Homewise launched the Homewise Community Investment Fund to attract new and diverse sources of capital. The minimum investment in the Fund is $1,000, and the term can range from one to 15 years. The interest rate varies from zero to 4 percent depending on the terms the investor selects.
Homewise is using the new capital it attracts through the Fund to support its lending programs. So, in addition to offering investors a financial return, the Fund generates a social return that is measured in the number of Homewise borrowers with decreased debt and increased savings and credit scores, as well as an environmental return that is measured in the amount of energy saved through home improvement loans and the number of energy-efficient homes built.
That combination of financial, social, and environmental return clearly is something that appeals to the Fund’s investors. Andrew Spingler, the founder of the trial consulting firm The Focal Point LLC, is both an investor in the Fund and a longtime member of the Homewise board of directors. He is concerned about the growing wealth gap between the haves and have-nots in Santa Fe and beyond, and believes that Homewise is doing something very real and very effective to address the issue. “Homeownership is the number one path for folks to become financially stable and independent,” Spingler says. “In a community like Santa Fe, it’s really important for some organization to be all about that and we really are all about that. We have created a lot of financially stable people in this community.”

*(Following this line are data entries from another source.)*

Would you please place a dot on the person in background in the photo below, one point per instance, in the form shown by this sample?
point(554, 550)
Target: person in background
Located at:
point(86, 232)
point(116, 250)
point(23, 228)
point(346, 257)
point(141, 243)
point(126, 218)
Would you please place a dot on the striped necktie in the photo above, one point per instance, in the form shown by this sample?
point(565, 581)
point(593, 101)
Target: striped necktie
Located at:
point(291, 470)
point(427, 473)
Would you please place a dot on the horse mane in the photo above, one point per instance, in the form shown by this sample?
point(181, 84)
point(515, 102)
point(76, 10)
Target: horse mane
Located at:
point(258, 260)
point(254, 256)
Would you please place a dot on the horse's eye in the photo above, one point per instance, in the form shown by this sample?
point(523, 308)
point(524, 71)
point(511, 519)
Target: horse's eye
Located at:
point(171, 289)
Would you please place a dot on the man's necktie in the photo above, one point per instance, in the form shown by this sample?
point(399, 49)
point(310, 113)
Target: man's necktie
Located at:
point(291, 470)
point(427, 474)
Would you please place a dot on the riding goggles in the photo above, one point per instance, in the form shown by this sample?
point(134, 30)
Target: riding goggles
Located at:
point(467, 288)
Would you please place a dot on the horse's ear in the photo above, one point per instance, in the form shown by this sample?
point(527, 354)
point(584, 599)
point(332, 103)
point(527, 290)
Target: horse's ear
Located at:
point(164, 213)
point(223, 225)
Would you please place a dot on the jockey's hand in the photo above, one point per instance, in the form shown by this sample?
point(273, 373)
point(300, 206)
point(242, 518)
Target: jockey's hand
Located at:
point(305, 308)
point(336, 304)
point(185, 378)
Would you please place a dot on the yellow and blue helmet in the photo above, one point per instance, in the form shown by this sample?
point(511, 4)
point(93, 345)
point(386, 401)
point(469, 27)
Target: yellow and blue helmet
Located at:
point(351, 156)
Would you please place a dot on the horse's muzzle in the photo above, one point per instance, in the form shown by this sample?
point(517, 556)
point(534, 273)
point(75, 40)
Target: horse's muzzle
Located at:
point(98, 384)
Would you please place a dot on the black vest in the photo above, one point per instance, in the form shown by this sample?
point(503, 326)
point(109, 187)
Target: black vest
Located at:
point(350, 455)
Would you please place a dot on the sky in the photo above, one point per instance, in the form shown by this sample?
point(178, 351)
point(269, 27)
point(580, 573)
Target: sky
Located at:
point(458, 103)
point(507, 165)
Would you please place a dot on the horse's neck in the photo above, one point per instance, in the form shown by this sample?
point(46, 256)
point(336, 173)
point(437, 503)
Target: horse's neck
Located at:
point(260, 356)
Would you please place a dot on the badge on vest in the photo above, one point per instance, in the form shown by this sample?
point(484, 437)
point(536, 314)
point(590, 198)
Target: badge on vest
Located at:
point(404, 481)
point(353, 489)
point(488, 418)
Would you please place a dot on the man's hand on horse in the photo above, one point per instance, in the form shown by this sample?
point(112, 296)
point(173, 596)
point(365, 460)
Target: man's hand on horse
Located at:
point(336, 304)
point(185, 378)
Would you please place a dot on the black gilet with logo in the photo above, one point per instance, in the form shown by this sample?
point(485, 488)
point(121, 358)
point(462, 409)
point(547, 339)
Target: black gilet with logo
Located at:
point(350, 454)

Still, while he was attracted by the Fund’s community impact, he also recognized that it was imperative to take a good look at the financial aspect of the investment before he invested. As a member of the board’s finance committee, he was in an excellent position to evaluate the organization’s fiscal stability as well as the quality of its staff, and when he did, he gave the Fund a thumbs-up. “It stands on its own as a great investment and then serves a much greater good,” he says.
The Santa Fe Community Foundation reached a similar conclusion. In August 2012, the Foundation launched a local impact investing initiative that over a seven-year period will commit at least 5 percent of the Foundation’s pooled assets to investments directly aligned with its mission. In February 2014, the Foundation announced its first investment under the initiative, allocating $250,000 to the Homewise Community Investment Fund.
According to Joohee Rand, the Foundation’s Director of Strategic Initiatives, the organization’s interest in impact investing has been driven by its desire to build its capacity and expand its philanthropy. She adds that there was an ethical dimension to the question of how the Foundation might best use the assets that it had sitting in financial markets. “In a state like New Mexico, where there are such limited resources, it made sense that we learn about impact investing,” Rand says. “I think it’s almost irresponsible not to at least think about what we might be able to do with the assets that we have.”
Rand emphasizes that impact investing requires a much higher level of due diligence than grant making does, because, as she says, with investments, “you have to get the money back.” But the Foundation had already established a strong relationship with Homewise and became even more comfortable with the idea of investing in the Fund after examining the organization’s financials and strong track record as a CDFI. “Affordable housing is definitely a key area of need that we have identified,” Rand says. “We saw Homewise not just as our first investment but as a real partner as we start this initiative.”